The 54th CST is the Wisconsin National Guard’s full-time response team for emergencies or terrorist events that involve WMDs, toxic industrial chemicals or natural disasters. The unit, based in Madison, Wisconsin, is designed to rapidly deploy, assist local first-responders in determining the nature of an attack or hazardous materials scenario, and provide medical, communications, technical support and advice.
Gov. Scott Walker and the Wisconsin Legislature approved changes to the state’s hazmat system in July 2013, resulting in a new three-tiered classification system for hazardous materials response based on the National Incident Management System (NIMS) standards. According to Wisconsin Emergency Management (WEM), all hazmat teams in the state are certified to respond to known chemical emergencies such as ammonia, chlorine or ethanol spills. The difference between the Type I, Type II, and Type III teams is the different equipment, capabilities and training requirements.
Currently, Wisconsin has 15 Type III teams located across the state that are certified. These teams provide protection and detection for releases on known chemical substances. These would include spills from transportation accidents and gas releases from storage tanks.
The Type II teams are not only qualified to respond to known chemical releases but also have training and equipment to respond to unknown substances. They also have specific equipment that is designed to classify and identify hazardous materials.
For the most serious of spills and releases that requires the highest level of skin and respiratory protective gear, including a response to a WMD event, the state has two Type I teams. The Milwaukee and the Eau Claire/Chippewa Falls Type I teams are able to respond anywhere in the state in less than 3 hours of notification. The State of Wisconsin Department of Health Services assisted in the development of protocols for the Type I teams in responding to a radiological event.
To help with the certification of the new Type I teams, WEM requested the CST to assist in the training. According to WEM’s Hazardous Materials Coordinator Frank Docimo, the CST is able to help with equipment, standard operating procedures and guidelines as well as training and assessment.
“What we’ve learned in the last two years is that the CST is one of the best teams in the nation. They are helping tremendously – not only with the training,” Docimo said.
Docimo has been working closely with Lt. Col. David May, the commander of the 54th CST to certify the standardized equipment list for the three tiers, develop standard operating procedures and guidelines as well as training and assessment. The involvement has proven valuable for the CST as well.

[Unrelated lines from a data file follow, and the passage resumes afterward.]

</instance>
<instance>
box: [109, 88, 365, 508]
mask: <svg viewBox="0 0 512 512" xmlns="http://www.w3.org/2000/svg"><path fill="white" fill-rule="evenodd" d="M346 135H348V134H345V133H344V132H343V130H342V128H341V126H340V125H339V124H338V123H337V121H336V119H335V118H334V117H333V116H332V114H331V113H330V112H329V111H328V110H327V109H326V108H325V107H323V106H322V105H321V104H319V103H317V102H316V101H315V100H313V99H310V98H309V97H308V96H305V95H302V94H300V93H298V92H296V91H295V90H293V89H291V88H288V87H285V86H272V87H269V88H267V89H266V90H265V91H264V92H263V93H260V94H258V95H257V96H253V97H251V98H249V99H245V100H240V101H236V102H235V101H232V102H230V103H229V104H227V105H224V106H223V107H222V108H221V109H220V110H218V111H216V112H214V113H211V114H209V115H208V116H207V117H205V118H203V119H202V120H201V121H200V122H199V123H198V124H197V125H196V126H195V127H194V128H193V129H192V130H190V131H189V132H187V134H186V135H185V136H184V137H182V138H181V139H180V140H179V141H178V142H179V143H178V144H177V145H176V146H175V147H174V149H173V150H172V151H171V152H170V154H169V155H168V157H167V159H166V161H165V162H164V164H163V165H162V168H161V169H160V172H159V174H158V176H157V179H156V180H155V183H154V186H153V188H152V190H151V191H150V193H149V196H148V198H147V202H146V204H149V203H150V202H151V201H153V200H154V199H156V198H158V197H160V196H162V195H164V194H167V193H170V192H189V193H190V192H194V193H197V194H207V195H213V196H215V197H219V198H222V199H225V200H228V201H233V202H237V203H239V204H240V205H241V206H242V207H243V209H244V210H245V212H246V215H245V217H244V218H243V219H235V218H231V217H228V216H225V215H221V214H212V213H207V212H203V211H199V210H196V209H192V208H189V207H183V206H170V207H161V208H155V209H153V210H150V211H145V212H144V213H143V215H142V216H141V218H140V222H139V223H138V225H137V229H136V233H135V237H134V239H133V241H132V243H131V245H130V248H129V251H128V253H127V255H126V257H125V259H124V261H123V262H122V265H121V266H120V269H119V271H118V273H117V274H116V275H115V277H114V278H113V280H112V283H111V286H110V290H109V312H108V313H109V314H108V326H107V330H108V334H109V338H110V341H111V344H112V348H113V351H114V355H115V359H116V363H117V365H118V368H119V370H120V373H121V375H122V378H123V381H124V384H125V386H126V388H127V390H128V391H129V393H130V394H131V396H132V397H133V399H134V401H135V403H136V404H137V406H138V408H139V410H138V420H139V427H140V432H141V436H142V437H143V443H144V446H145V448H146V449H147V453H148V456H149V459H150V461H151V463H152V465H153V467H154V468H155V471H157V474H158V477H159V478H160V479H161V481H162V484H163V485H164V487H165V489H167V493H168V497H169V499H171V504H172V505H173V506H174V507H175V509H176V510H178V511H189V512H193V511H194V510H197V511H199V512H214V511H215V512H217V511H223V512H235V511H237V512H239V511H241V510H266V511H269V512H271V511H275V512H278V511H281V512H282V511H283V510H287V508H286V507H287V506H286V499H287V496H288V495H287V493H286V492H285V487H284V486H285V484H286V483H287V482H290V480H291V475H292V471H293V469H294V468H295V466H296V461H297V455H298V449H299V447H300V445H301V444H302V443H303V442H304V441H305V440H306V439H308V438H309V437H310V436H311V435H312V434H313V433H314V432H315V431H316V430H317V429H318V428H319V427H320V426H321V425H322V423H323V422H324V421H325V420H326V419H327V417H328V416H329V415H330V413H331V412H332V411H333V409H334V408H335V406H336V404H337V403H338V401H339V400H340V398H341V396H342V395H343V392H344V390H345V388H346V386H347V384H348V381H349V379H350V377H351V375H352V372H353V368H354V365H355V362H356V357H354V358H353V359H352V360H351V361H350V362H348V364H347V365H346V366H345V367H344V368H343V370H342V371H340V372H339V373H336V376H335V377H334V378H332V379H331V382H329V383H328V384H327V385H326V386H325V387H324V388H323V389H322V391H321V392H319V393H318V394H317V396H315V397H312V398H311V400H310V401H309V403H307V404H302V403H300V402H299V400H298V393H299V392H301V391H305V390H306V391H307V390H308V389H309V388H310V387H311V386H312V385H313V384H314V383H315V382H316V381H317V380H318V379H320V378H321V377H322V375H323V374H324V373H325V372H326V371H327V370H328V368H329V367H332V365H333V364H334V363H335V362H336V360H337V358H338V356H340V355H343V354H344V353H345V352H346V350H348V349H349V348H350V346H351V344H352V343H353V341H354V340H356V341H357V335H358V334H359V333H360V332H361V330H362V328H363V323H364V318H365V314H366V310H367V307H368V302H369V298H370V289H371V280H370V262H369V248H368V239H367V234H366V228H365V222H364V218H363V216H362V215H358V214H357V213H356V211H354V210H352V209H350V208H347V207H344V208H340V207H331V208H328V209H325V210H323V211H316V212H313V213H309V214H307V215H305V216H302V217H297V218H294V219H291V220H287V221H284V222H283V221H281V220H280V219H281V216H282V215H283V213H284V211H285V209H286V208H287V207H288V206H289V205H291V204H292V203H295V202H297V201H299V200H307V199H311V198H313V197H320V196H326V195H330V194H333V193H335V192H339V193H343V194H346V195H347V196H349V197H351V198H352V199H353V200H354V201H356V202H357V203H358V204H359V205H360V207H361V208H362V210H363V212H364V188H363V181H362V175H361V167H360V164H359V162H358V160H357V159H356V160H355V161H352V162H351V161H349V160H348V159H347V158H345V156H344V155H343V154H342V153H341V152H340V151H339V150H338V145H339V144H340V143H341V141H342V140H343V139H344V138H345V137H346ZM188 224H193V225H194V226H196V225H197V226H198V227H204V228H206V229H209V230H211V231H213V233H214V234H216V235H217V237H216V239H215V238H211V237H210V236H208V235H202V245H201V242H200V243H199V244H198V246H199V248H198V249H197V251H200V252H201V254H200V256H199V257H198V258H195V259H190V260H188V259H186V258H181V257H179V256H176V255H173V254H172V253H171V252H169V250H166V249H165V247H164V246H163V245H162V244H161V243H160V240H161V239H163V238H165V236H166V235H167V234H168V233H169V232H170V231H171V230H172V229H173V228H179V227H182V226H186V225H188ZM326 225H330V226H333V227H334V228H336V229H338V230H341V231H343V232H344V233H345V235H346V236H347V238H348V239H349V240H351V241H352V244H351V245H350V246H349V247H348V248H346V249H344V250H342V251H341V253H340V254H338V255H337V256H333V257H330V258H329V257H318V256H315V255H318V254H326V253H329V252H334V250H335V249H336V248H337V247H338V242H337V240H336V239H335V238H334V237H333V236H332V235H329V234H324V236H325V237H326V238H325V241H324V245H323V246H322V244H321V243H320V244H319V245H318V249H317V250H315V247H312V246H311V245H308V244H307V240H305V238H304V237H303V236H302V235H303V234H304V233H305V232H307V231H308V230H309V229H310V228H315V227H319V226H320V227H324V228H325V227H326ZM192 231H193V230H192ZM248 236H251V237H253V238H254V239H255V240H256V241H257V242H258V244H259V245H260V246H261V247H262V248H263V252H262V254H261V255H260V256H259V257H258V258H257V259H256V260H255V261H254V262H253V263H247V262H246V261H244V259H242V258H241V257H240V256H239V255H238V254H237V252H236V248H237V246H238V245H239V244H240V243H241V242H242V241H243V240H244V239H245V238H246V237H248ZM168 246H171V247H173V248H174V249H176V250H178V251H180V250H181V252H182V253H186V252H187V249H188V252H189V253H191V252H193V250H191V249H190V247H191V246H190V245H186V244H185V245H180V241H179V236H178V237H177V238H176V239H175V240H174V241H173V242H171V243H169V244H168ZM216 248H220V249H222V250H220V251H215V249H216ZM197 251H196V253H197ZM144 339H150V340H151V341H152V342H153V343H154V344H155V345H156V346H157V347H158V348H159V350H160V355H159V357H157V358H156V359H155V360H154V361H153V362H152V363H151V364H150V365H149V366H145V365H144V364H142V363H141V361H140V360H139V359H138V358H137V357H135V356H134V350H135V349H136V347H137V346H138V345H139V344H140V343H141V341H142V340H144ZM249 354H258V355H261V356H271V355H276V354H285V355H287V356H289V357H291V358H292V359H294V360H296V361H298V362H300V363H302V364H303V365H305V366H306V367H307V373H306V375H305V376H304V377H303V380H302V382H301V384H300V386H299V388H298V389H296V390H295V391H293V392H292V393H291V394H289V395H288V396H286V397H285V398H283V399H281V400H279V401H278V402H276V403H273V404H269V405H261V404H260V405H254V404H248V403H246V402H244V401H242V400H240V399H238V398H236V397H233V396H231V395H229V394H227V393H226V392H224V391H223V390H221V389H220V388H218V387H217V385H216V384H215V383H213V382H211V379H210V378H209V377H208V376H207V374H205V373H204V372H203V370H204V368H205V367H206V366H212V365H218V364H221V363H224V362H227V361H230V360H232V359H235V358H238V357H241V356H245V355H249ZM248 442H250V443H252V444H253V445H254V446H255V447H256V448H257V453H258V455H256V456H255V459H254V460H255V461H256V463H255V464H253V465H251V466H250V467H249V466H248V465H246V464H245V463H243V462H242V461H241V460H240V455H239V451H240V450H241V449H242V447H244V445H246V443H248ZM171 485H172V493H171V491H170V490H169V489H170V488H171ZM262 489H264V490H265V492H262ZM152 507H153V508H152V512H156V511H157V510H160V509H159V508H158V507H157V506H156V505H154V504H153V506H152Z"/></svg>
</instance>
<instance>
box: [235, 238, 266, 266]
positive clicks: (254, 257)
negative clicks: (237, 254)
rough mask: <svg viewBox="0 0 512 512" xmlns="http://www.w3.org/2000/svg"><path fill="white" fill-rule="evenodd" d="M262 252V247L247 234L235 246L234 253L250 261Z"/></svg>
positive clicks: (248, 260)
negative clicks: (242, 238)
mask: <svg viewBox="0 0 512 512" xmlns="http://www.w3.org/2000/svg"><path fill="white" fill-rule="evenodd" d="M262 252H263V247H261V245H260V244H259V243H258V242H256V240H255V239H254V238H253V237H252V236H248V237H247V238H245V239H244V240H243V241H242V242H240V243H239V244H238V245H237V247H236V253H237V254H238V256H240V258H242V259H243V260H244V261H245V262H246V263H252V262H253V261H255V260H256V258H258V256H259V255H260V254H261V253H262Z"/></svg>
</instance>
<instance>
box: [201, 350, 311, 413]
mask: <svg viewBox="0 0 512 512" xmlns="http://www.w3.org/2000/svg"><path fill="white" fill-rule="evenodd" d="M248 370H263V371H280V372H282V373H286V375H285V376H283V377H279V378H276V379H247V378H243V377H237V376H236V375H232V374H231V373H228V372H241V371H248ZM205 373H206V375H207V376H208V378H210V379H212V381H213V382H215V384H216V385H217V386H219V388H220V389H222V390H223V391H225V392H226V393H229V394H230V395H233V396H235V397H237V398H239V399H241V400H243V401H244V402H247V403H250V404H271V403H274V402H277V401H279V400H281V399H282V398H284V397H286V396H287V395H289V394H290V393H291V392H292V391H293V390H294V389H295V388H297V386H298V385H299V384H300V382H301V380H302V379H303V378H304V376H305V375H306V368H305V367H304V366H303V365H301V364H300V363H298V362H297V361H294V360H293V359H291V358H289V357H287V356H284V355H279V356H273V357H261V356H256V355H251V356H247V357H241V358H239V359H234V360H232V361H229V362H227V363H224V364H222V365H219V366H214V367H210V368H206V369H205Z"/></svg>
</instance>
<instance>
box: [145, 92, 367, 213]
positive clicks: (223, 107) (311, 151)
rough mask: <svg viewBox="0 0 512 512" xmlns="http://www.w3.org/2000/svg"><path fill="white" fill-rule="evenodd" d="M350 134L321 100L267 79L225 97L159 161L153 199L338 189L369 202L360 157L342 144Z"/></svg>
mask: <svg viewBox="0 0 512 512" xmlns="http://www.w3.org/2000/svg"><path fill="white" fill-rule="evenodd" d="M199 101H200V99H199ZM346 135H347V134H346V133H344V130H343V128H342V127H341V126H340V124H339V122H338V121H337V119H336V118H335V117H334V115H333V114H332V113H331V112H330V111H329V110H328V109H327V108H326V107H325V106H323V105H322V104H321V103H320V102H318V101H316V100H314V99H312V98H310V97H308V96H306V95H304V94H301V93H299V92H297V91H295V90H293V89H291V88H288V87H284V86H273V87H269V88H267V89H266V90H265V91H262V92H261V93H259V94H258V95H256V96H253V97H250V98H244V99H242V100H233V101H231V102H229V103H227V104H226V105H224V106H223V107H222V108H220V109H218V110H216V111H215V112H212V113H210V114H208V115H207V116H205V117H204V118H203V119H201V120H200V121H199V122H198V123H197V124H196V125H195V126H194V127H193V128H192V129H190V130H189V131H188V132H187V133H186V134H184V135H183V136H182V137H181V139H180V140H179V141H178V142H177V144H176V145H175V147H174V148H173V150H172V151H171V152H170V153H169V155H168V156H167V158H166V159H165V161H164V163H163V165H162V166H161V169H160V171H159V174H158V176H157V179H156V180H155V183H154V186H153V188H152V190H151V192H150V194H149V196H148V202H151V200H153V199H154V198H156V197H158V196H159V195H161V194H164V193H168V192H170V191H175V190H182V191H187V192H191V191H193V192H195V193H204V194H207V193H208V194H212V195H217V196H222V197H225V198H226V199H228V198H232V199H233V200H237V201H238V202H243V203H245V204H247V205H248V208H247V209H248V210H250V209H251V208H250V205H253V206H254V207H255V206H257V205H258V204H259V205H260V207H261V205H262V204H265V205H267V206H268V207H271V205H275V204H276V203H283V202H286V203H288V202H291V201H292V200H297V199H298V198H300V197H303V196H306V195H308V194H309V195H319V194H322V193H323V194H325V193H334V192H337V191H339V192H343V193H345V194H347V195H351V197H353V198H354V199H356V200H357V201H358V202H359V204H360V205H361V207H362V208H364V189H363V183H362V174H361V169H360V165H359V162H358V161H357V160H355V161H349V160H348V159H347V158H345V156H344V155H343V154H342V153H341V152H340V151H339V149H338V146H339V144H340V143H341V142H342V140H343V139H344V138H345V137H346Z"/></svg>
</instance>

“Building those relationships is only going to help in the future when we operate together,” May said. “The opportunity to go in and train with them (the Type I teams) has really renewed some relationships, from the battalion chief level all the way down to the team level.”
The relationship has already blossomed to the point where members of Milwaukee’s Hazardous Material Response Team have gone on training missions with the CST outside the state, and the unit routinely trains with other first responder agencies. May hopes to continue building relationships with the hazmat teams. The CST’s priority is to train with each team in the state once a year and additional exercises and training with the Type II and Type I teams.
“That kind of partnership really deepens the trust and familiarity that allows us to operate together seamlessly,” May said.